Other thoughts on this movie: the soundtrack is PHENOMENAL. No lie, this soundtrack is for sure the most underrated soundtrack in all of history. It’s beautiful and amazing and I’m positive if John Smith sang it, it would be number one on Spotify, but since a hunchback named Quasimodo is singing, it didn’t even get top 100. Don’t get mad at me, I’m simply the messenger. Listen to the soundtrack- it’s TO DIE.

Also, Frolo, who is the pious priest that “takes care” of Quasimodo is a super sleezy really creepy man and I didn’t realize how creepy he was until I heard his song “Hellfire” in my early 20s. WOW WHAT WAS DISNEY THINKING. It’s all about how he lusts after Esmeralda and it’s crazy uncomfortable and I can’t believe this movie is for 8 year olds!!

Finally, Esmeralda is so pretty, I don’t understand. Headbands literally never look good on anyone, and she pulls it off like a champ. It makes me angry that her hair is perfect and her eyes are green. I know she’s an animated character but it still makes me upset. Esmeralda, we can’t be friends.

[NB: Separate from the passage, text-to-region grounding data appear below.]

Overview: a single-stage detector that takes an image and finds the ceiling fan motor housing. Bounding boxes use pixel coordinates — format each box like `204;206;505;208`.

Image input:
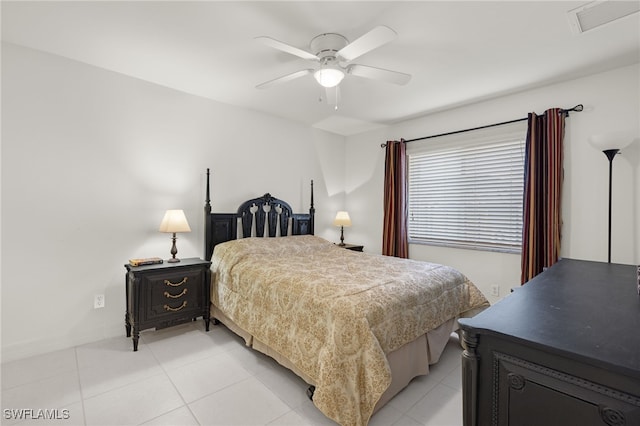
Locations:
310;33;349;61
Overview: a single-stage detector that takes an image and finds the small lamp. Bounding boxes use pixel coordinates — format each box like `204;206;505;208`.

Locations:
333;211;352;246
588;132;633;263
159;209;191;263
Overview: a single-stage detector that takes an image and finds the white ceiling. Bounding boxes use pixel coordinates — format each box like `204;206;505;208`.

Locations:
2;1;639;136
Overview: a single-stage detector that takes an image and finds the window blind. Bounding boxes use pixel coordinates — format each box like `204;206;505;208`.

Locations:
408;137;525;253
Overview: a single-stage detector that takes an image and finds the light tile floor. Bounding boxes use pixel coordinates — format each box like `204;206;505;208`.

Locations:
2;322;463;426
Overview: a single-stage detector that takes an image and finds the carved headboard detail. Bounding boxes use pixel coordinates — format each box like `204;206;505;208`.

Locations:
204;169;315;261
237;193;292;239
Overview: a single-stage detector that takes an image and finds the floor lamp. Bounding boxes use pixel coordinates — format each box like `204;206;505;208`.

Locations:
588;133;632;263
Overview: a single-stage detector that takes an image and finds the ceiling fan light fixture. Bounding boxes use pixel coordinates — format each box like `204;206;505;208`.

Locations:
314;67;344;88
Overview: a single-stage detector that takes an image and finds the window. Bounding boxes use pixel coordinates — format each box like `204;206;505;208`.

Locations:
407;124;526;253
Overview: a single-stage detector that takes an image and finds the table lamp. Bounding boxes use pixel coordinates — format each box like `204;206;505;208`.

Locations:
159;209;191;263
333;211;352;246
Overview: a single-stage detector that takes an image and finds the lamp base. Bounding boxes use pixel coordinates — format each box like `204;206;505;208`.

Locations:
168;233;181;263
603;149;620;263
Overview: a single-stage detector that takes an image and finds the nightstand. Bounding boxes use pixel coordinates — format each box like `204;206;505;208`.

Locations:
340;243;364;252
124;258;211;351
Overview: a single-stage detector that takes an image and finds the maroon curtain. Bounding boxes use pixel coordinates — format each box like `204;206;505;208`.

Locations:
383;140;409;258
521;108;566;284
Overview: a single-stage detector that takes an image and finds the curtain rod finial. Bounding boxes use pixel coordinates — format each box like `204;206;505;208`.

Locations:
563;104;584;116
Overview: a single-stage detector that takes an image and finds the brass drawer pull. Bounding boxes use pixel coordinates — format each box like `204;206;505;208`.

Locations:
164;301;187;312
164;288;188;299
164;277;188;287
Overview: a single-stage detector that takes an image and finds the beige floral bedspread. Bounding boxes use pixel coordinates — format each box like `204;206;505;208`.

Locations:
210;235;488;425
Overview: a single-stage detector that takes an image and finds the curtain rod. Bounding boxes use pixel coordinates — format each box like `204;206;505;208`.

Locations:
380;104;583;148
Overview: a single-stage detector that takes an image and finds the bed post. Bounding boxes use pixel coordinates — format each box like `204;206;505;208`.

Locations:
310;179;315;235
204;168;212;260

Popcorn Rating: 3 popped corns and 1 kernel 

All the popped corns are for the soundtrack and Esmerelda’s perfect face. Overall, this is a classic Disney film, just don’t show your kids until their older and past the stage of wanting inanimate objects to be their friends. 

Best

PFP 

Cast Away

Remember in third grade when your teacher would ask you, “if you were stranded on an island and could only bring three things, what would you bring?” And of course, being in third grade, you would say, “my blanky, a book, and my pillow”. As if all you had to do was wait two hours for someone to pick you up. If only every third grader had seen Cast Away! This movie made me realize that to survive on an island I need a FedEx airplane full of packages, a volleyball, and a picture of Helen Hunt. 


There will be a lot of spoiler alerts with this review, so beware! If you haven’t seen this movie and also haven’t talked to anyone who’s seen this movie, and you still want to keep the ending a surprise, then go ahead and watch the movie now and finish this fab review later! Otherwise – here goes. 

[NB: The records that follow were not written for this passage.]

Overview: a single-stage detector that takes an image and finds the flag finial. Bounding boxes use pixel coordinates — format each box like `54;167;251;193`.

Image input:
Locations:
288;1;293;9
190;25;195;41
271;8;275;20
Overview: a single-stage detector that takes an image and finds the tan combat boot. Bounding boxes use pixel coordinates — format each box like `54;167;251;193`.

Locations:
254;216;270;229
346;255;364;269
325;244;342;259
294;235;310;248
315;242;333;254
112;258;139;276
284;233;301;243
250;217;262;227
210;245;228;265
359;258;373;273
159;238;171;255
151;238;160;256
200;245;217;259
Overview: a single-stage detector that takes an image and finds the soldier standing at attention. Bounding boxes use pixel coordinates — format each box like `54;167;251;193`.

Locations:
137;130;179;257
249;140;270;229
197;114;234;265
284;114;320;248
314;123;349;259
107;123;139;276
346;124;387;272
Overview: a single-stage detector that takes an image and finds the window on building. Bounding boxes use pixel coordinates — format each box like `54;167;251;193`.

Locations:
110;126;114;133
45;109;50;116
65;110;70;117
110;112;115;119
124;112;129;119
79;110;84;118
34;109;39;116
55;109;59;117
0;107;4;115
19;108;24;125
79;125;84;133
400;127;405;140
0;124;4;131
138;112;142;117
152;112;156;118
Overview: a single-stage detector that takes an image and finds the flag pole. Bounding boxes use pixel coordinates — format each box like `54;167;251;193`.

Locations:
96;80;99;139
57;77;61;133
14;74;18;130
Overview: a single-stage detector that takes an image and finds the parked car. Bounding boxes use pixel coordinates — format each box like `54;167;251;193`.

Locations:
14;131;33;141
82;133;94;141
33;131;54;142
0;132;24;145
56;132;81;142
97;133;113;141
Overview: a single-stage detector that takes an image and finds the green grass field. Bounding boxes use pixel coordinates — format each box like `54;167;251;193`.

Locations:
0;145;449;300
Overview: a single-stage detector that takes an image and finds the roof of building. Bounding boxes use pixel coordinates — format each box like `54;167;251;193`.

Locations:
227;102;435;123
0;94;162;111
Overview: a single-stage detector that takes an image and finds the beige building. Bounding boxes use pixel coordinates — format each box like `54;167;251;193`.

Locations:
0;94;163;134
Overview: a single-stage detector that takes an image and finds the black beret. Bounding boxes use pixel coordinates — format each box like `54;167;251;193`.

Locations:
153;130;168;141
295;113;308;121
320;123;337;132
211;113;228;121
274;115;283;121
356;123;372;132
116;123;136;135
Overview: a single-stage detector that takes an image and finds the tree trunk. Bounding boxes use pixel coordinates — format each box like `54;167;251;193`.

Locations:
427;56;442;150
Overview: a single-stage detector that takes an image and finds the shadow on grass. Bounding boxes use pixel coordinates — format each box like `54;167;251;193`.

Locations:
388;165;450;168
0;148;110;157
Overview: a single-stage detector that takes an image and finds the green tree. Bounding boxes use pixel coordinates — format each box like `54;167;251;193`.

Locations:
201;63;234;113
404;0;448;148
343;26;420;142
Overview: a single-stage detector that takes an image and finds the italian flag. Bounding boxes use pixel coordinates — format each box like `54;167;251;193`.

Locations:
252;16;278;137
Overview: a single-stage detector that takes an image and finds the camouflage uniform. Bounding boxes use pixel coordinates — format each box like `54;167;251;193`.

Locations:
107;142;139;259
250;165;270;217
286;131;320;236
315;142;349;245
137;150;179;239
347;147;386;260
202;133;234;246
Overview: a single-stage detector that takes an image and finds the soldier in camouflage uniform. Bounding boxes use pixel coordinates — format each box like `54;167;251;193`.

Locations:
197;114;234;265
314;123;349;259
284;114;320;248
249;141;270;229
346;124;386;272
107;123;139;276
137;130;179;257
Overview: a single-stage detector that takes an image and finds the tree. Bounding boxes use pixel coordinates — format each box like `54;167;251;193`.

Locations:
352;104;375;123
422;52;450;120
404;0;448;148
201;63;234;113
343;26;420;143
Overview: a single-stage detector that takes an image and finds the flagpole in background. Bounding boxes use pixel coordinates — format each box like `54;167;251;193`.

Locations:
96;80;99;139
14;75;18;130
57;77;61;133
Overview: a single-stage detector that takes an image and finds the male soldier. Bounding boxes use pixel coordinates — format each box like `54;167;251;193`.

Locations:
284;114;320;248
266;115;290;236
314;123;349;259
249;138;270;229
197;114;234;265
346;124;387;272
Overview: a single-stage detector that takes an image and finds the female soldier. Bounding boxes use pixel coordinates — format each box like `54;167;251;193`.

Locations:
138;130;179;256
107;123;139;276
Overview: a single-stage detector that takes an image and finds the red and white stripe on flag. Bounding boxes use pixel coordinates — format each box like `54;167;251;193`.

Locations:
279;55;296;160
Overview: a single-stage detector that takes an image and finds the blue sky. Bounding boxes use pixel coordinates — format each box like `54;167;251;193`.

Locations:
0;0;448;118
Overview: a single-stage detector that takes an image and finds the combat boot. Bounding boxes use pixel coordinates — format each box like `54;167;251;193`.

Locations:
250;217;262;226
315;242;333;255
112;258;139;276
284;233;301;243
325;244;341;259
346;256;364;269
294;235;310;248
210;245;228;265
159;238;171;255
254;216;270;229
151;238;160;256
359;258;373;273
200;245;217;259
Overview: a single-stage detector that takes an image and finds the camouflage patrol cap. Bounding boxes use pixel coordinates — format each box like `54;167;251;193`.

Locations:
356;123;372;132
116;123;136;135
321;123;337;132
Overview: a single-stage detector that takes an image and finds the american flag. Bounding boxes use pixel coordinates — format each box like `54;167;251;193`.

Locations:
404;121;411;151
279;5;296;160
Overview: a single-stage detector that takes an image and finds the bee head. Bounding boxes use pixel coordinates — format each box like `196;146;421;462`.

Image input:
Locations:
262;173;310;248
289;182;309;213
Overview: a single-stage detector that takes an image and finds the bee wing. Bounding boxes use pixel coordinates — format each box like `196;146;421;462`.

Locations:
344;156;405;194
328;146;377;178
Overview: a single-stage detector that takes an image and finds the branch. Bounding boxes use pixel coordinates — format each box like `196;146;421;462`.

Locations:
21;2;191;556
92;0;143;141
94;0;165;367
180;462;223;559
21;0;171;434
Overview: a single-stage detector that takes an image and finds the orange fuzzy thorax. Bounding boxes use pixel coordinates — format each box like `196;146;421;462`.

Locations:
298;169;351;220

Let me start by saying I love this movie. Then I would like to add that the more times I watch this movie, the less I love it. The first time I saw Cast Away I literally weeped at the end and felt sick to my stomach for about 85% of the film. The second time I watched it, I was sick only 40% and shed a tear at the end. The 3rd-5th times I just got impatient and at the end just wanted to slap Helen Hunt. Now who knows what I’d feel – it’s been quite a journey. Basically, after 5 views of this movie, here are my current concerns: 

1) What happened to Tom Hanks tooth? He passes out and then what? Is it out? Healed? Passing out does not mean the tooth ache has been resolved, Hollywood!! I need answers.

2) I cannot believe how strong Tom’s big toe is? That cannot be real. Everyone knows that scene where he’s making his “rope” from leaves (need more details on that too please) and it’s all tied around his big toe and he’s pulling like crazy to make a tight braid and all the force of his pulling is going against his big toe?! What?! No toe can double as an anchor. I don’t understand.

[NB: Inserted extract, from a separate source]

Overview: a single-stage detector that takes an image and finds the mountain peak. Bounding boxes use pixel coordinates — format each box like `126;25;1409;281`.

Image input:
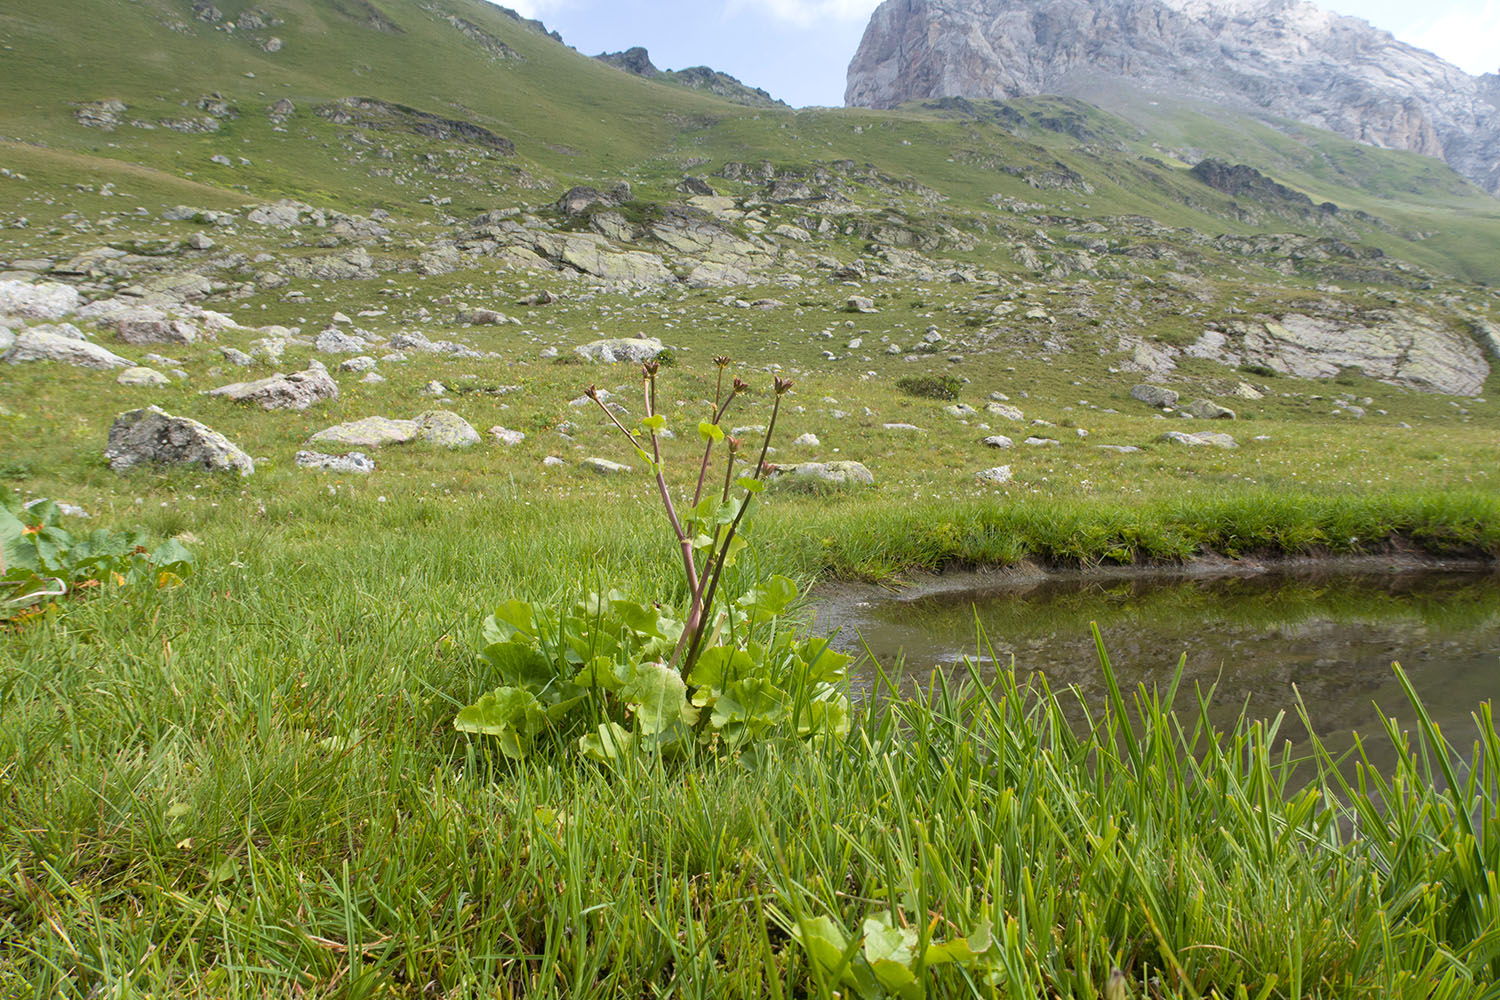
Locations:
846;0;1500;194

3) 5 Years??!! 5 years of eating fish and coconuts? If I remember correctly, there was a food pyramid my PE teacher was telling me I needed to abide by otherwise I’d die. Pretty sure fish and coconuts were not the entire pyramid. SOMEONE EXPLAIN TO ME HOW TOM IS ALIVE. 

4) Helen sucks.

5) Is it just me or is there anyone else that feels super bad for all those people who didn’t get their Christmas gifts that year? I feel so awful every time I watch that plane crash. Yes, I feel bad for Tom Hanks, but there’s also some girl out there that was supposed to get ice skates and instead it was used as a knife for 5 years on an island. Poor little ice skate-less girl. 

Popcorn Rating: 4 popped corns 

This movie is a classic. Tom Hanks obviously does an amazing job, and so does his supportive actor, Wilson the volleyball. Overall it is a must see, but I am warning you, the more times you watch it, the more frustrated you’ll be.